Tuesday, April 22, 2008

When you live your life like this it hits you that you're really not living a life at all

My last day in the city wasn't particularly different from all the other days I had spent out there. Everything becomes so repetitive, bland, and so indistinguishable from the previous day. Time and any sense of progression loses its effect on you entirely. You don't feel like your moving forward in life towards any particular moment, certain date or anything really at all. Everything becomes so patterned from one day to the next. At times you get reminders, of how much time has passed. it comes in the form of the simple and mundane things that occur, in fleeting moments, such as thinking about the last time you took a shower, looking through a case of movies and seeing ones that you have already watched previously or it being hamburger-hot-dog night again with no buns or bread to eat it with.
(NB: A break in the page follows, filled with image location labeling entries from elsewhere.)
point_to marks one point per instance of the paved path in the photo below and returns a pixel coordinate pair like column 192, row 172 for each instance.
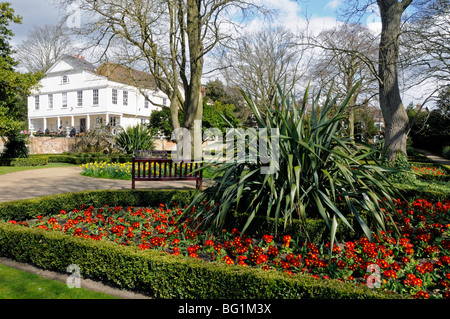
column 49, row 181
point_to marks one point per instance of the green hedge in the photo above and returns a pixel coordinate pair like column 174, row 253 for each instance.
column 162, row 275
column 50, row 205
column 29, row 161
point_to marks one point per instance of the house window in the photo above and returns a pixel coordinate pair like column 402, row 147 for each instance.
column 50, row 101
column 65, row 79
column 113, row 121
column 125, row 97
column 114, row 97
column 95, row 97
column 80, row 98
column 64, row 100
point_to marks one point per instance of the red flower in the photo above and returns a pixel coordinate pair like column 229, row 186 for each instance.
column 268, row 238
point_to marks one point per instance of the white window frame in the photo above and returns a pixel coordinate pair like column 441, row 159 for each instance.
column 125, row 98
column 65, row 79
column 114, row 96
column 64, row 100
column 80, row 98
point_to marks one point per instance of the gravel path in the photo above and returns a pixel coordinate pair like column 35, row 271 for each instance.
column 49, row 181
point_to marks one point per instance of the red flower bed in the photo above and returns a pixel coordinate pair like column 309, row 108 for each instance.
column 414, row 264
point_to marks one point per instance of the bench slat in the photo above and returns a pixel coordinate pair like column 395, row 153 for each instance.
column 181, row 171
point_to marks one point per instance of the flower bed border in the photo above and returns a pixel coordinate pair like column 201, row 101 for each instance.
column 162, row 275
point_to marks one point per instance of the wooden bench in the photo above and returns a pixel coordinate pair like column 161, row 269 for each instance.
column 158, row 166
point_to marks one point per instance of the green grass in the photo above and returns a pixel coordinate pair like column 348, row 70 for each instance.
column 13, row 169
column 18, row 284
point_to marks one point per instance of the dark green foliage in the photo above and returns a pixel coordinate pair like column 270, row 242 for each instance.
column 162, row 275
column 16, row 146
column 320, row 174
column 53, row 204
column 135, row 138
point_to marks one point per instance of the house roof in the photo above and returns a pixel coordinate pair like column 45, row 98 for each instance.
column 78, row 62
column 126, row 75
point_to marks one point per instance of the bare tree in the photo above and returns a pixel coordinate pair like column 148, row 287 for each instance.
column 393, row 110
column 425, row 48
column 169, row 37
column 44, row 46
column 259, row 61
column 348, row 54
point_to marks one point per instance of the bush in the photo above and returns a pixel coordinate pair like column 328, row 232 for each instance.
column 31, row 161
column 446, row 152
column 135, row 138
column 165, row 276
column 16, row 146
column 318, row 174
column 53, row 204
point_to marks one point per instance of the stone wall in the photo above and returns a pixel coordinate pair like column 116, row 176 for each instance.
column 58, row 145
column 50, row 145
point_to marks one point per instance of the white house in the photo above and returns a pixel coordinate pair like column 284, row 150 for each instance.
column 74, row 93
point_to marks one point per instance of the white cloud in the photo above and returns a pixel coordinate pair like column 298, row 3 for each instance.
column 333, row 4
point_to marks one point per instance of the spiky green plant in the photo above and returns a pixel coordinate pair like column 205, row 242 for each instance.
column 134, row 138
column 319, row 173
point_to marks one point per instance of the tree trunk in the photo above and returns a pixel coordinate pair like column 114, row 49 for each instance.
column 194, row 102
column 394, row 113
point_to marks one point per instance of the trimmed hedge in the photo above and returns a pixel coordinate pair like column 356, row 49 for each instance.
column 50, row 205
column 29, row 161
column 162, row 275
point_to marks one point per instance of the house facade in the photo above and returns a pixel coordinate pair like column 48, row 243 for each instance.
column 76, row 94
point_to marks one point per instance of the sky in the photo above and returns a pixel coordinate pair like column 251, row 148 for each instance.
column 292, row 14
column 321, row 14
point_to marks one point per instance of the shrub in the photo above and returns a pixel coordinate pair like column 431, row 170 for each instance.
column 318, row 174
column 135, row 138
column 15, row 146
column 446, row 152
column 99, row 139
column 53, row 204
column 31, row 161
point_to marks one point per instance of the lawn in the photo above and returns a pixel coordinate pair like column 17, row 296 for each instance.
column 18, row 284
column 13, row 169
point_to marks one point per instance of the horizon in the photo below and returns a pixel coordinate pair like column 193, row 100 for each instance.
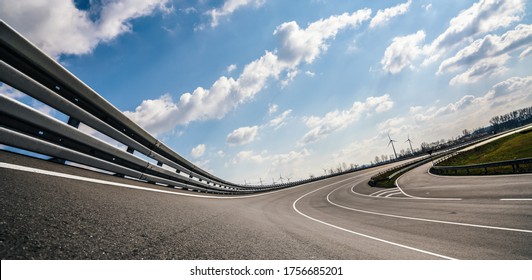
column 242, row 88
And then the day finally comes and you find yourself leaving and moving on to something else, but you find its nothing new, its all the same. The only thing that really changed is the way in which you do it. Now I am taking a shower everyday and eating three meals but these days end up all become part of the previous pattern. I am eating with the same people and waking up next to the same people. Even when I am on the internet or phone I have the same people sitting next to me. None of it is any different then before. The sights, sounds and smells all remain the same. Its just now I am doing it in a different bed, on a different schedule, and at a different base.



I think of having been out here for six months and it shocks me, if people stopped counting the days, I would surely lose all track of them out here.



When you live your life like this it hits you that you're really not living a life at all. Where am I going....What am I doing...I ask myself this constantly....



On the last evening I was loaded into a truck with 15 other guys from the company. We had just been out that day at a checkpoint for five hours and immediately following our return, we went right back out again. It was quiet on the ride back. For the most part, you could see, the Marines sitting next to me felt relieved. They were getting all their contempt out for the Iraq people by throwing their arms out the truck and flipping people off, yelling "fuck you" indiscriminately to the people we passed by on the street below. I turned around and saw other Marines waving to little kids out the other side, some were taking pictures. I over heard one Marine talking to another about how sorry he felt for him because he didn't get any combat experience during his deployment. He wished him luck in finding it in his next one. I hope he finds what he's searching for.